As importantly, Commerzbank's delay deprived the district court of almost a year of time in which to manage this litigation in the most effective way. Commerzbank's attempt to restart expensive and time-consuming Phase 2 expert discovery on 18 Certificates first issued nearly two decades ago, on a schedule of its own choosing instead of one managed by a court that has a complete understanding of the parties' claims and positions, is inconsistent with “the just, speedy, and inexpensive determination” of its claims. Fed.R.Civ.P. 1.

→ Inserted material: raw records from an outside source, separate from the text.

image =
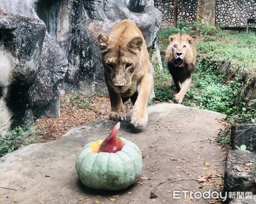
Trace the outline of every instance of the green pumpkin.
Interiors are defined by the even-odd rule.
[[[119,138],[125,145],[115,153],[97,152],[103,140],[90,142],[84,147],[76,159],[75,169],[84,185],[94,189],[119,190],[140,178],[142,158],[139,147]]]

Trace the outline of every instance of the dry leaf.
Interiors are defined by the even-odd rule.
[[[112,197],[113,197],[113,198],[118,198],[119,197],[119,195],[117,194],[117,195],[113,195]]]
[[[142,177],[141,177],[141,179],[145,179],[146,180],[147,180],[148,179],[149,177],[146,177],[146,176],[142,176]]]
[[[184,199],[183,202],[188,202],[189,201],[189,199],[188,198],[188,196],[187,195],[186,198]]]
[[[205,163],[205,165],[206,166],[211,166],[211,163],[206,161]]]
[[[243,172],[248,172],[248,171],[247,170],[246,170],[246,169],[243,168],[241,170]]]

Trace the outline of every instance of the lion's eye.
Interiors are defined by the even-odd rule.
[[[132,64],[131,63],[127,63],[126,64],[125,64],[125,69],[129,68],[131,65],[132,65]]]
[[[114,64],[112,64],[111,63],[106,63],[106,65],[110,68],[112,68],[112,69],[114,68]]]

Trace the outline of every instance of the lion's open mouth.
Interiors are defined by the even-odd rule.
[[[178,58],[174,61],[174,64],[176,67],[182,67],[183,64],[183,60],[180,58]]]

Finally, in its reply brief Commerzbank argues that it would promote judicial efficiency to consider Ohio's updated statute of limitations on a motion for reconsideration. Commerzbank argues that a failure to address the merits of its motion for reconsideration now will leave consideration of those merits for the appellate process, where the Court of Appeals will be “compelled” to reverse the summary judgment Opinion. The Court of Appeals will, of course, decide for itself what arguments have been properly preserved for appeal. On this record, however, Commerzbank has not shown that this case should be reopened by this Court to permit it to bring an untimely motion for reconsideration.
Conclusion
Commerzbank's March 8, 2022 motion is denied. The Clerk of Court shall close the case.